Cimarron (1931)
5/10
A Historic But Very Dated Dunne-Dix Western
10 December 2006
This is a very dated western but so much so it makes it interesting to watch in spots. However, it's too long - 131 minutes - and I watched it on a VHS tape in which the sound quality wasn't the best, which helped make it too tough to watch in one sitting. Yet, for its uniqueness and strange-looking characters and strange scenes, it made it worthwhile to stick it through to the end. However, the first half of the film is a lot better than the second half.

This was Irene Dunne's first starring role and, frankly, I didn't recognize her. She was anything but pretty and certainly looked different. Her role was that a steady person who keeps her marriage together but has a major flaws, including a real prejudice against the local Indians. In the end, sees the error of her ways. Richard Dix plays her husband. He overacts and looks cartoonish most of the time. This movie was in the beginning of "talkies" and Dix still looked like he belonged in silent movies. He marries Dunne and quickly leaves to go wandering. He comes home briefly and leaves again....and it's okay. Strange.

The story revolves around the two leads (Yancy and Sabra Cravat") and the their town which grows from nothing into a big city by the late 1920s. Seeing that city grow was interesting.
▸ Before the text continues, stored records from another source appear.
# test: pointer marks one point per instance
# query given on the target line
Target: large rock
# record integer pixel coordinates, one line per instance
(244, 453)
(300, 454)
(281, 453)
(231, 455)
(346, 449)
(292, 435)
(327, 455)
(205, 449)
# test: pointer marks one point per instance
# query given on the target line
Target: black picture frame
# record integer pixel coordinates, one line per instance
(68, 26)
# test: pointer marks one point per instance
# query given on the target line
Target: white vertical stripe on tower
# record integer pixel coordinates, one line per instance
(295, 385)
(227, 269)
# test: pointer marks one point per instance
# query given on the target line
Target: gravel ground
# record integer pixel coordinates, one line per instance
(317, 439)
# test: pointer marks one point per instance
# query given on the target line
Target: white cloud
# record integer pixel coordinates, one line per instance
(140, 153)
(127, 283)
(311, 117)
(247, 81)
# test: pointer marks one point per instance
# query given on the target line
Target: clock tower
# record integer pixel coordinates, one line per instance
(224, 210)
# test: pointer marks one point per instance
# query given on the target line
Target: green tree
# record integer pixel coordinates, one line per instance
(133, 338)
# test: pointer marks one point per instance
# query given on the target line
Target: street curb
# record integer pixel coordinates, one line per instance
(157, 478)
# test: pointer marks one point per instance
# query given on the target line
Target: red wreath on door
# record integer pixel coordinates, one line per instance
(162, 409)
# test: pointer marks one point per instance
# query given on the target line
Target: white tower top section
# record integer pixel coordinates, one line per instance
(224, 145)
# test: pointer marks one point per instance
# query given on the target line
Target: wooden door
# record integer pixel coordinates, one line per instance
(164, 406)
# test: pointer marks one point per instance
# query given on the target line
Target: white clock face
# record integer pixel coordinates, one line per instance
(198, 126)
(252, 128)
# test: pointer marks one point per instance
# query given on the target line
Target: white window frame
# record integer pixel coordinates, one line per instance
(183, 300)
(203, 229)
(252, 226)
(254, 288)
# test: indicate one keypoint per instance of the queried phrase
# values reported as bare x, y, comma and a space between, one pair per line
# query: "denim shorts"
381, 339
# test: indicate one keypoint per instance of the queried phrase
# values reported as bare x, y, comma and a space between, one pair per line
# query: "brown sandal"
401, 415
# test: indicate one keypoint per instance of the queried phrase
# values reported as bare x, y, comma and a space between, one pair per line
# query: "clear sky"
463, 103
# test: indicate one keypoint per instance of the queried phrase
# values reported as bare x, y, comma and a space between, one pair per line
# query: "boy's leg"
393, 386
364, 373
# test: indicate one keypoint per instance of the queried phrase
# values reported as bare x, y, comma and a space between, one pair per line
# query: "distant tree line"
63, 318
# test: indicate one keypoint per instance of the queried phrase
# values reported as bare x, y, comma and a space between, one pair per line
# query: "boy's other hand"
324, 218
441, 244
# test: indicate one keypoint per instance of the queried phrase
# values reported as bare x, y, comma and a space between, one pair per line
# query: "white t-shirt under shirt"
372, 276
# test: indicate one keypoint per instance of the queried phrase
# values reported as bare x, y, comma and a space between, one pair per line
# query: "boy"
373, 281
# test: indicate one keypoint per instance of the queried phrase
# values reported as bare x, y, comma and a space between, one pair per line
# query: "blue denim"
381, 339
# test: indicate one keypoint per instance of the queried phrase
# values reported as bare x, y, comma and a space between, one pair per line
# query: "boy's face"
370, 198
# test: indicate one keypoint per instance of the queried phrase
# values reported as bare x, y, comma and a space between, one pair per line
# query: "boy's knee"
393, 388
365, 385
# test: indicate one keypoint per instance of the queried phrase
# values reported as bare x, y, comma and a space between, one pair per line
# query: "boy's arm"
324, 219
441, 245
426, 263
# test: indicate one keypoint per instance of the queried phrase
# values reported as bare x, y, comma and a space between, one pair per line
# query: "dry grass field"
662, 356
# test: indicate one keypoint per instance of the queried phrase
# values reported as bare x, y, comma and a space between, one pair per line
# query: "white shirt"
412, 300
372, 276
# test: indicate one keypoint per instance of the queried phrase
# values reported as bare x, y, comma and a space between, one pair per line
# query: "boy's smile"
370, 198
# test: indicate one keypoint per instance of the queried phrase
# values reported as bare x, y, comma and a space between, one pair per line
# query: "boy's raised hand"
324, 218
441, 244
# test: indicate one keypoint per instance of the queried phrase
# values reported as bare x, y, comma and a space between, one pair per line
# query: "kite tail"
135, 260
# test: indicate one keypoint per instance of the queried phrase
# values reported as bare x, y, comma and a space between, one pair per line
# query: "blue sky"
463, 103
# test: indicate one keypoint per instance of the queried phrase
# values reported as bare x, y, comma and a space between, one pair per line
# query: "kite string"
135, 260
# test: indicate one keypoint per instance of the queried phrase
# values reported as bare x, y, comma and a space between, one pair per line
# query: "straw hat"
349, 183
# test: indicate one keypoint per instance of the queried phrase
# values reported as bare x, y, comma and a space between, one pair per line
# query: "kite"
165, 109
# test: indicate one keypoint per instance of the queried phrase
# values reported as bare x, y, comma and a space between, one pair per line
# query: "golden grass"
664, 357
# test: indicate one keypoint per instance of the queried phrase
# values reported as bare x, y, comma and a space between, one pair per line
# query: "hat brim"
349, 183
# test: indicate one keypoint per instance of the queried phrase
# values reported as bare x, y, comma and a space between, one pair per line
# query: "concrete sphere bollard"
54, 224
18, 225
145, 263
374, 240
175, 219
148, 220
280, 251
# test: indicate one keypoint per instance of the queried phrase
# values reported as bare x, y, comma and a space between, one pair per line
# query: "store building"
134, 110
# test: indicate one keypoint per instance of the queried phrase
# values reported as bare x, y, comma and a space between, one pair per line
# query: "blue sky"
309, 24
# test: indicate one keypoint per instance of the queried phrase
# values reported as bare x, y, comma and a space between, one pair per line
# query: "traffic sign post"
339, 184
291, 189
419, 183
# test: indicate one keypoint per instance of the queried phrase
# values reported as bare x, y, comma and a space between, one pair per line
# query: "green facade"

Included in this movie was the strangest "gospel meeting" I've ever seen. It begins well-intentioned, but becomes so spiritually weak and so secular that it makes a farce out of the whole proceedings. You have to see this to believe it. I just shook my head in amazement about how Hollywood has never had a clue when it came to topics like this.

I got rid of the VHS long ago but, if given the opportunity, now that it is out on DVD, would give it another look. It's almost a curiosity piece.